This may be done within Rosetta by storing the unrotated derivatives for every atom in the symmetric complex. With backbone and sidechain torsions, the naive strategy – rotating each subunit to the master one – may be used. Then, at each symmetric jump, the transformation mapping the parent virtual residue to the master's virtual residue at the same level in the hierarchy is applied. Since the lower levels in the hierarchy have already added their layer's rotated gradients, this can be handled by assigning a “correction gradient” to the virtual residues within the upper levels of the symmetry hierarchy. That is, the virtual residue is assigned a “gradient” that is the result from subtracting all the previously rotated gradients and adding the all the newly rotated gradients of every atom in the subtree beneath it. Figure 7(b) illustrates this idea graphically.

Finally, notice that we use the term gradient loosely here. Rosetta's implementation uses the recurrence of Abe et al. to pass along two components of the gradient up the fold tree, denoted *f*_{1} and *f*_{2}, which allows for efficient conversion between Cartesian space and torsion space gradients. In this case, the correction factors associated with virtual residues are applied directly to these *f*_{1}s and *f*_{2}s, instead of the gradients.

Within Rosetta3, this is currently only implemented for the symmetry-aware electron density scoring function. The code for this may be found in src/core/scoring/electron_density/ElectronDensityEnergy.cc.

### Applications of Symmetric Modeling

In this section, we provide a practical guide to modeling symmetrical structures with Rosetta. We first describe the file format by which symmetry information is encoded. Then, we introduce four different symmetry-enabled Rosetta applications (symmetric docking, fold-and-dock, comparative modeling and fixed backbone design) and describe how they may be configured to make use of the symmetry machinery. Together with this manuscript we distribute a set of canonical test cases as Supporting File S1 for these four applications.

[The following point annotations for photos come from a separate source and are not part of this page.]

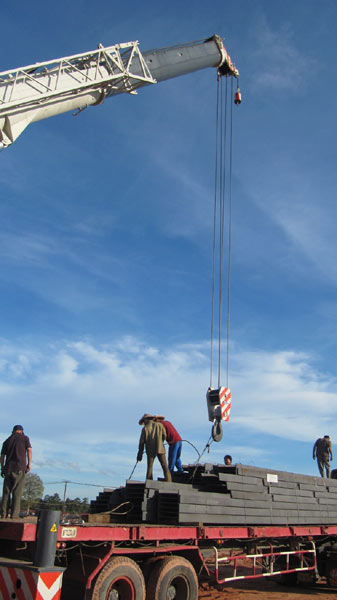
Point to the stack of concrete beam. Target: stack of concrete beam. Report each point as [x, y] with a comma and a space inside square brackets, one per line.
[238, 495]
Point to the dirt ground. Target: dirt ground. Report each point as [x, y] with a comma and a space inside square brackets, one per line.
[266, 589]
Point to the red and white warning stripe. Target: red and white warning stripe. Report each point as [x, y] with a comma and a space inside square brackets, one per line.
[26, 584]
[225, 403]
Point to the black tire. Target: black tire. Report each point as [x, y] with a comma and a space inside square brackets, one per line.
[173, 578]
[120, 579]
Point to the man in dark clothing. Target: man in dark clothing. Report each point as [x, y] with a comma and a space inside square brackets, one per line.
[152, 438]
[322, 449]
[175, 444]
[15, 459]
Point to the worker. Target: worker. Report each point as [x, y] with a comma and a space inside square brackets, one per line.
[15, 459]
[323, 451]
[175, 444]
[152, 437]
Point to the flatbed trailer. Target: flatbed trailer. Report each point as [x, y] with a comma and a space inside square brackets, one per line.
[138, 561]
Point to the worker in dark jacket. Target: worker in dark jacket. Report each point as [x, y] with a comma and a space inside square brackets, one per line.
[15, 459]
[152, 439]
[323, 451]
[175, 444]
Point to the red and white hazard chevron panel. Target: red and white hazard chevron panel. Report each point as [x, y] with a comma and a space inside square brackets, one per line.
[30, 583]
[225, 403]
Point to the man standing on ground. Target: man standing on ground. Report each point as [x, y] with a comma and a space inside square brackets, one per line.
[152, 438]
[15, 459]
[322, 449]
[175, 444]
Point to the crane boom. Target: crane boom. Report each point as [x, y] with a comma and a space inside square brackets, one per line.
[43, 90]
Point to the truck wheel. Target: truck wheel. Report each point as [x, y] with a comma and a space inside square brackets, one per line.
[331, 572]
[173, 578]
[120, 579]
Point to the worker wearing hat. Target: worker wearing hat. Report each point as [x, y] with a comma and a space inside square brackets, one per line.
[175, 444]
[15, 459]
[152, 438]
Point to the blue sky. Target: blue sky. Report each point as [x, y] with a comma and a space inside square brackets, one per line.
[106, 243]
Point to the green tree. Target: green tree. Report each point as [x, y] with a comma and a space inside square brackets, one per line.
[53, 502]
[33, 490]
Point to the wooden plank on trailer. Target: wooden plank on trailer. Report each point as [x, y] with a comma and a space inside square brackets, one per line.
[326, 494]
[214, 501]
[250, 495]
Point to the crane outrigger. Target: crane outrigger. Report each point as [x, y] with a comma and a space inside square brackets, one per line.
[73, 83]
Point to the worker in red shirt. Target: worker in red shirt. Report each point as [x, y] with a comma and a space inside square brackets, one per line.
[174, 442]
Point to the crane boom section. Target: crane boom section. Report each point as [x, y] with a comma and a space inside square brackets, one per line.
[43, 90]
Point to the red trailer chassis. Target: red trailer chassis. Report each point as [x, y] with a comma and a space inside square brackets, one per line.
[129, 562]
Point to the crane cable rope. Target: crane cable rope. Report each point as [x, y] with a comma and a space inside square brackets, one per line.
[220, 187]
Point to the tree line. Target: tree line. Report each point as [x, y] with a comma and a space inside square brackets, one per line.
[33, 499]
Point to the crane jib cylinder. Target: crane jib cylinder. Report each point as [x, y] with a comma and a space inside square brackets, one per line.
[43, 90]
[46, 538]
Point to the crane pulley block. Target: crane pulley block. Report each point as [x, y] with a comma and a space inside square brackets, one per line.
[219, 403]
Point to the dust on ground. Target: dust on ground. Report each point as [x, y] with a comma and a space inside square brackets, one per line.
[266, 589]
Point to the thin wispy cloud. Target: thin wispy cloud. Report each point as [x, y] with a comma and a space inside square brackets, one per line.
[103, 391]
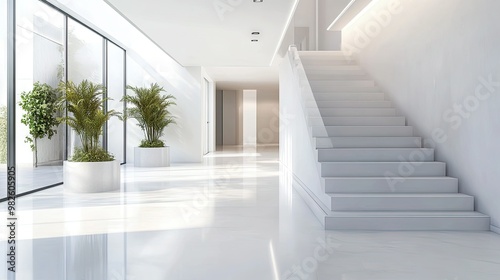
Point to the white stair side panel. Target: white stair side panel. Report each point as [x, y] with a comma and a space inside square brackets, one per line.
[397, 171]
[373, 131]
[375, 155]
[353, 121]
[402, 202]
[369, 142]
[349, 96]
[387, 185]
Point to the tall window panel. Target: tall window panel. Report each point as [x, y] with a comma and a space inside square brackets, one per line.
[116, 90]
[85, 62]
[3, 99]
[39, 59]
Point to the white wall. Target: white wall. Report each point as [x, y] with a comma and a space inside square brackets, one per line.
[249, 117]
[219, 116]
[185, 138]
[230, 115]
[268, 116]
[328, 10]
[305, 16]
[439, 63]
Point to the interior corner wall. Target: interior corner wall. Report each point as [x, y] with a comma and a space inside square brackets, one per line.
[230, 121]
[443, 74]
[268, 116]
[218, 118]
[328, 10]
[305, 17]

### Symmetry definition files

Everything that Rosetta needs to know about the symmetry of the system is encoded in the symmetry definition file (SDF), which is provided as input to any Rosetta protocol run with symmetry. This file provides: *(i)* information about how to generate the rigid body symmetry of the molecular system, *(ii)* how to calculate the total energy of the systems from a subset of modeled subunits, *(iii)* how to calculate energy gradients, *(iv)* what the rigid body degrees of freedom are, *(v)* how to generate the initial configuration of the symmetric system, and *(vi)* how the system may be perturbed while maintaining symmetry. Given the complexity of the required information, we provide two scripts to generate SDFs for the most common symmetries and modeling tasks, which are described in the next section. However, sometimes a problem requires customization or even “handcrafting” of SDFs. In this section we provide a brief description of the key elements of the syntax of SDFs. A full review can be found in Supporting Material S1.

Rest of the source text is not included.